Title: Solving the Longest Increasing Subsequence Problem in Java and Python

Introduction:
In this article, we will explore the Longest Increasing Subsequence (LIS) problem and provide solutions in both Java and Python programming languages. The LIS problem involves finding the length of the longest subsequence of a given array where the elements are in strictly increasing order.

Problem Statement:
Given an array of integers, we need to find the length of the longest increasing subsequence.

Example:
Input: [10, 22, 9, 33, 21, 50, 41, 60, 80]
Output: 6 (The LIS is [10, 22, 33, 50, 60, 80])

Java Solution:

public class LongestIncreasingSubsequence {

    public static int lengthOfLIS(int[] nums) {
        int n = nums.length;
        int[] dp = new int[n];
        int maxLen = 1;

        for (int i = 0; i < n; i++) {
            dp[i] = 1;
            for (int j = 0; j < i; j++) {
                if (nums[i] > nums[j]) {
                    dp[i] = Math.max(dp[i], dp[j] + 1);
                }
            }
            maxLen = Math.max(maxLen, dp[i]);
        }

        return maxLen;
    }

    public static void main(String[] args) {
        int[] nums = {10, 22, 9, 33, 21, 50, 41, 60, 80};
        System.out.println("Length of LIS: " + lengthOfLIS(nums));
    }
}





Python Solution:





def length_of_lis(nums):
    n = len(nums)
    dp = [1] * n
    max_len = 1

    for i in range(n):
        for j in range(i):
            if nums[i] > nums[j]:
                dp[i] = max(dp[i], dp[j] + 1)
        max_len = max(max_len, dp[i])

    return max_len

if __name__ == "__main__":
    nums = [10, 22, 9, 33, 21, 50, 41, 60, 80]
    print("Length of LIS:", length_of_lis(nums))





Explanation:





    

  • We use dynamic programming to solve the LIS problem.
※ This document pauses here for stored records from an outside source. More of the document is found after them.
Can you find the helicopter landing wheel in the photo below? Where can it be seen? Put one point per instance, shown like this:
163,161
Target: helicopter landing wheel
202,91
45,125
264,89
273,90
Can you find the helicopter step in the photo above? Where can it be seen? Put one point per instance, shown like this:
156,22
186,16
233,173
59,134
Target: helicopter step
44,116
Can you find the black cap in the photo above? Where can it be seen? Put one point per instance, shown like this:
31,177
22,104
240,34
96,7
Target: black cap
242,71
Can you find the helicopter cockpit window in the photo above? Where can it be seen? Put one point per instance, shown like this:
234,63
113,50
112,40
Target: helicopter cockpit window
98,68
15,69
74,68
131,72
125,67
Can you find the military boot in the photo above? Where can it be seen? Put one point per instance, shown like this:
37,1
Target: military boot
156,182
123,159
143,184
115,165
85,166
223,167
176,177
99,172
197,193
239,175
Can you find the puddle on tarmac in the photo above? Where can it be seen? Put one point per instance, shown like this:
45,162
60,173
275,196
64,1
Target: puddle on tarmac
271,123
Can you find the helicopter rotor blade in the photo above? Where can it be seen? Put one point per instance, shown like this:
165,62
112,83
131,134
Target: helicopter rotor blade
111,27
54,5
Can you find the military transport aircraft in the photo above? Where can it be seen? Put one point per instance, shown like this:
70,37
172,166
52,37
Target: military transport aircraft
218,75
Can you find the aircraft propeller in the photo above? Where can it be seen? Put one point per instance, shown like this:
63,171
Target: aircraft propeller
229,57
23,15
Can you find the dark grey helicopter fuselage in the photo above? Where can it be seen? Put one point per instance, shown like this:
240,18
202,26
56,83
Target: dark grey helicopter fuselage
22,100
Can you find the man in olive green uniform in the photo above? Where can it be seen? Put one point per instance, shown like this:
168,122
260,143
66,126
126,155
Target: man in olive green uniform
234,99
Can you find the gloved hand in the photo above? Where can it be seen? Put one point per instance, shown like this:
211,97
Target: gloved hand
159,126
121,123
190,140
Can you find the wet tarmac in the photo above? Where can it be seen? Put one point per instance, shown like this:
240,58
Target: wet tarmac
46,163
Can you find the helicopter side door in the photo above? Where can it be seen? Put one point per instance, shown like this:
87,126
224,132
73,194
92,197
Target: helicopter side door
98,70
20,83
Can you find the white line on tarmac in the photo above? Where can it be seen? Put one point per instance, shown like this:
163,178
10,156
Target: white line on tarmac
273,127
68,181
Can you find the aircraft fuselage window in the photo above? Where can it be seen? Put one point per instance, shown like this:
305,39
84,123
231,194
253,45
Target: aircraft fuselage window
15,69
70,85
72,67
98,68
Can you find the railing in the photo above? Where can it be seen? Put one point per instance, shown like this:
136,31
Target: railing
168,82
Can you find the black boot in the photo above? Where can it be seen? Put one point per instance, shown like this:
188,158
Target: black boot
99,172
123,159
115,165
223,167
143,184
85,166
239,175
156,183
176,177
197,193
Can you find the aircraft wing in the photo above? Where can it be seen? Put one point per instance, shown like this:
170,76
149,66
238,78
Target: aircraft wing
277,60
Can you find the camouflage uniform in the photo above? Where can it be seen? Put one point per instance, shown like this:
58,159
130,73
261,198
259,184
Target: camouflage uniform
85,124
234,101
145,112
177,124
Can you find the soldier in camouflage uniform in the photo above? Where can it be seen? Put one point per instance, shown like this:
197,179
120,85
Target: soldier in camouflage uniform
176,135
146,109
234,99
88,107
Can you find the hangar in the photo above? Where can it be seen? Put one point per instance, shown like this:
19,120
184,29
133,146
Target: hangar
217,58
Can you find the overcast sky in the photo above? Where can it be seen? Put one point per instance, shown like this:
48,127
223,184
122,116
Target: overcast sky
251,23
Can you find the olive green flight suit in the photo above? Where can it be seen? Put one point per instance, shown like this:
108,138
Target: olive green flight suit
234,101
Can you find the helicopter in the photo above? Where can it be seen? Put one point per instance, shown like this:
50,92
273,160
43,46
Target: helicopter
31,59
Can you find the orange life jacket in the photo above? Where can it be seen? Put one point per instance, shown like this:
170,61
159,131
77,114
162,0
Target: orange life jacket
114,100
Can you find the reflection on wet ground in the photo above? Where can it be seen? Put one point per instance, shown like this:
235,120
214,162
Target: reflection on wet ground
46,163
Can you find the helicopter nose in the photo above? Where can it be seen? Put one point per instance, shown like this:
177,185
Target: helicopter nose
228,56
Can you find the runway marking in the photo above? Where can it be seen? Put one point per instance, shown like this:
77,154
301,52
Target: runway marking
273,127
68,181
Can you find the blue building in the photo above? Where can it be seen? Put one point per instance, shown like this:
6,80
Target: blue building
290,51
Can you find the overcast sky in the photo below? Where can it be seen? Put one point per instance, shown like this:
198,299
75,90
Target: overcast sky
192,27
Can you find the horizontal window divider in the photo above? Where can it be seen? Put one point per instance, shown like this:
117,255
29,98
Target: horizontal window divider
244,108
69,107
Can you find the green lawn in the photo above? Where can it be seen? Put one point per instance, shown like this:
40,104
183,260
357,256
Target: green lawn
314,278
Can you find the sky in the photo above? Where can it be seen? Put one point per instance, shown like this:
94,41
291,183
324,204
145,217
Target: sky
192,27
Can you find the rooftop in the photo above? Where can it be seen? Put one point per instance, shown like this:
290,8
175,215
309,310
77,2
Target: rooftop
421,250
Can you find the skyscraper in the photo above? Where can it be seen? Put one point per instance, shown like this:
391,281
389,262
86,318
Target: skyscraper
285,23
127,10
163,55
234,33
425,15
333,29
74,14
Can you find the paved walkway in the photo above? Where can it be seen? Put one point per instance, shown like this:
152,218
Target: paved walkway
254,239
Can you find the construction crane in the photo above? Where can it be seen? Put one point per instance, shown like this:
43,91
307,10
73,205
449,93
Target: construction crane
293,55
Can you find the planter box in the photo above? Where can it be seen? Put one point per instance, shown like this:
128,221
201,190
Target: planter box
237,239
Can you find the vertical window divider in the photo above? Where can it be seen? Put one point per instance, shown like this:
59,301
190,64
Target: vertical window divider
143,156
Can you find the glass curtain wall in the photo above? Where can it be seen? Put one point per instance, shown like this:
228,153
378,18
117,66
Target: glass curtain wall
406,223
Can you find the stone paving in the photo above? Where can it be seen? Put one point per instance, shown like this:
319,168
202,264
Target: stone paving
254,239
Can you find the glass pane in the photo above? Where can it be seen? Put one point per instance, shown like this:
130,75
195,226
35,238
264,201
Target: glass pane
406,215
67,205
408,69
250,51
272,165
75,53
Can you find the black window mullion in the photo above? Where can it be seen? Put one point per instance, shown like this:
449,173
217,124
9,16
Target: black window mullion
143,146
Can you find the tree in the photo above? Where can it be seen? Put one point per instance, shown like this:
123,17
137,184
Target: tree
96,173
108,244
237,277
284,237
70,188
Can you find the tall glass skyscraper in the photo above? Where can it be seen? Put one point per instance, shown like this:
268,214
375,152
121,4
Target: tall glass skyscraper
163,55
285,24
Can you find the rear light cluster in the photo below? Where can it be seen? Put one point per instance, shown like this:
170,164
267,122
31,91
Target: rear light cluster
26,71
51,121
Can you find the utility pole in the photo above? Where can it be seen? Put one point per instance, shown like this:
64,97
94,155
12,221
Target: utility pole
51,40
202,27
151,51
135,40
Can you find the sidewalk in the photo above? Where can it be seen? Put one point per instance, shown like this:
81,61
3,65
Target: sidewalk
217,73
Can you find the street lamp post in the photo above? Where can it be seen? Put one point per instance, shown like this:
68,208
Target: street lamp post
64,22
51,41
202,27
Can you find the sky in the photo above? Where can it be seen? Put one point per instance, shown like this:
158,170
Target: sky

In both Java and Python solutions, we create a DP array where dp[i] represents the length of the LIS ending at index i.
    • 




  • We initialize all elements of the DP array to 1 because the minimum LIS length for any element is 1 (the element itself).
    • 




  • We iterate through the array and for each element at index i, we compare it with all elements before it (at index j). If nums[i] is greater than nums[j], it means we can extend the LIS ending at j by including nums[i]. Thus, we update dp[i] = dp[j] + 1 if it gives a longer LIS for i.
    • 




  • We keep track of the maximum length encountered while iterating and return it as the final result.
    • 






Conclusion:
In this article, we discussed the Longest Increasing Subsequence problem and provided solutions in Java and Python. Both solutions use dynamic programming to efficiently find the length of the longest increasing subsequence in the given array. The presented code snippets can be readily used as a starting point to tackle similar problems in real-world scenarios.